[petsc-users] Building with MKL 10.3

Thu Mar 17 03:24:49 CDT 2011

I am very suspicious of any results where the fortran blas is
out-performing the MKL.

A

On Thu, Mar 17, 2011 at 3:24 AM, Natarajan CS <csnataraj at gmail.com> wrote:
> Hello Rob,
>      Thanks for the update, this might be very valuable for other developers
> out there!
> I am still a little surprised by the performance of MKL, I use it for a
> variety of problems and haven't come across a situation where performance
> has been penalized! Maybe there are more experienced developers out here who
> have seen otherwise. Have you tried ATLAS by any chance?
>
> When the MPI performance is concerned, I wouldn't be very surprised if
> intelMPI turns out to be faster than MPICH2. All this is of course fabric
> dependent but has been as I said in my experience for a variety of problems.
> Also, I think intelMPI is a customized version of MPICH2, so may not be a
> big surprise there
>
>  There are very experienced people in this forum who might be able to say
> otherwise and give more accurate answers
>
> Cheers,
>
> C.S.N
>
>
> On Wed, Mar 16, 2011 at 4:22 PM, Robert Ellis <Robert.Ellis at geosoft.com>
> wrote:
>>
>> Hi All,
>>
>>
>>
>> For those still interested in this thread, timing tests with MKL indicate
>> that sequential MKL performs approximately the same as parallel MKL with
>> NUM_THREADS=1, which isn't too surprising.
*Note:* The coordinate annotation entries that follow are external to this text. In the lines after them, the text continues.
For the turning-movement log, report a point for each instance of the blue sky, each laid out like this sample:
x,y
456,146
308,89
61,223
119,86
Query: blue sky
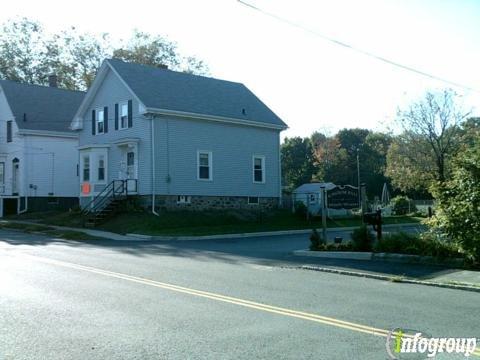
x,y
309,82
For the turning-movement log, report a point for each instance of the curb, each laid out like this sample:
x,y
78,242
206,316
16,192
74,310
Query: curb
x,y
386,257
141,237
465,287
346,255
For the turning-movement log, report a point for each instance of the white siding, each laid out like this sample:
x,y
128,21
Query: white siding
x,y
48,162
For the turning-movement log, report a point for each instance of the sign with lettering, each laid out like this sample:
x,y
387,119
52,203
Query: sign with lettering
x,y
343,197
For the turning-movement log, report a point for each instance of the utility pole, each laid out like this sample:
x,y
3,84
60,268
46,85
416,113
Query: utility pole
x,y
358,178
324,212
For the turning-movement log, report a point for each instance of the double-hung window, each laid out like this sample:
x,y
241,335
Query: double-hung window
x,y
2,173
101,168
258,169
124,116
86,168
204,164
100,121
9,131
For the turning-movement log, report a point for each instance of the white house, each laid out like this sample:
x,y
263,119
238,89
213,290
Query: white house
x,y
38,151
179,140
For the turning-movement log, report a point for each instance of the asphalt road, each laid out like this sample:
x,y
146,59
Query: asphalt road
x,y
223,299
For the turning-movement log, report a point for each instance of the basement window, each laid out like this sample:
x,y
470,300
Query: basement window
x,y
184,199
253,200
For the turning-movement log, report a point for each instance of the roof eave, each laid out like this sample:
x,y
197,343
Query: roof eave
x,y
52,133
77,121
186,114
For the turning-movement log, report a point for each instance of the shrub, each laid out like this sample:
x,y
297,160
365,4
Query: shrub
x,y
401,243
427,244
362,239
316,240
300,209
402,205
457,214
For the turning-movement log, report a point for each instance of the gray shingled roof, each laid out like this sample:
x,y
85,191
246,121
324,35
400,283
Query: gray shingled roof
x,y
45,108
171,90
What is a bit surprising is that
>> MKL always, at least for this application, gives significantly slower
>> performance than direct compilation of the code from
>>  --download-f-blas-lapack=1. My conclusion is that if your code is written
>> with explicit parallelization, in this case using PETSc, and fully utilizes
>> your hardware,  using sophisticated libraries may actually harm performance.
>> Keep it simple!
>>
>>
>>
>> Now a question: all my tests used MPICH2. Does anyone think using Intel
>> MPI would significantly improve the performance of MKL with PETSc?
>>
>>
>>
>> Cheers,
>>
>> Rob
>>
>>
>>
>> From: petsc-users-bounces at mcs.anl.gov
>> [mailto:petsc-users-bounces at mcs.anl.gov] On Behalf Of Rob Ellis
>> Sent: Tuesday, March 15, 2011 3:33 PM
>> To: 'PETSc users list'
>>
>> Subject: Re: [petsc-users] Building with MKL 10.3
>>
>>
>>
>> Yes, MKL_DYNAMIC was set to true. No, I haven't tested on Nehalem. I'm
>> currently comparing sequential MKL with --download-f-blas-lapack=1.
>>
>> Rob
>>
>>
>>
>> From: petsc-users-bounces at mcs.anl.gov
>> [mailto:petsc-users-bounces at mcs.anl.gov] On Behalf Of Natarajan CS
>>
>> Sent: Tuesday, March 15, 2011 3:20 PM
>> To: PETSc users list
>> Cc: Robert Ellis
>> Subject: Re: [petsc-users] Building with MKL 10.3
>>
>>
>>
>> Thanks Eric and Rob.
>>
>> Indeed! Was MKL_DYNAMIC set to default (true)? It looks like using 1
>> thread per core (sequential MKL) is the right thing to do as baseline.
>>  I would think that the performance of #cores =  num_mpi_processes *
>> num_mkl_threads might be <= #cores = num_mpi_processes case (# cores const)
>> unless some cache effects come into play (Not sure what, I would think the
>> mkl installation should weed these issues out).
>>
>> P.S :
>> Out of curiosity have you also tested your app on Nehalem? Any difference
>> between Nehalem vs Westmere for similar bandwidth?
>>
>> On Tue, Mar 15, 2011 at 4:35 PM, Jed Brown <jed at 59a2.org> wrote:
>>
>> On Tue, Mar 15, 2011 at 22:30, Robert Ellis <Robert.Ellis at geosoft.com>
>> wrote:
>>
>> Regardless of setting the number of threads for MKL or OMP, the MKL
>> performance was worse than simply using --download-f-blas-lapack=1.
>>
>>
>>
>> Interesting. Does this statement include using just one thread, perhaps
>> with a non-threaded MKL? Also, when you used threading, were you putting an
>> MPI process on every core or were you making sure that you had enough cores
>> for num_mpi_processes * num_mkl_threads?
>>
>>
>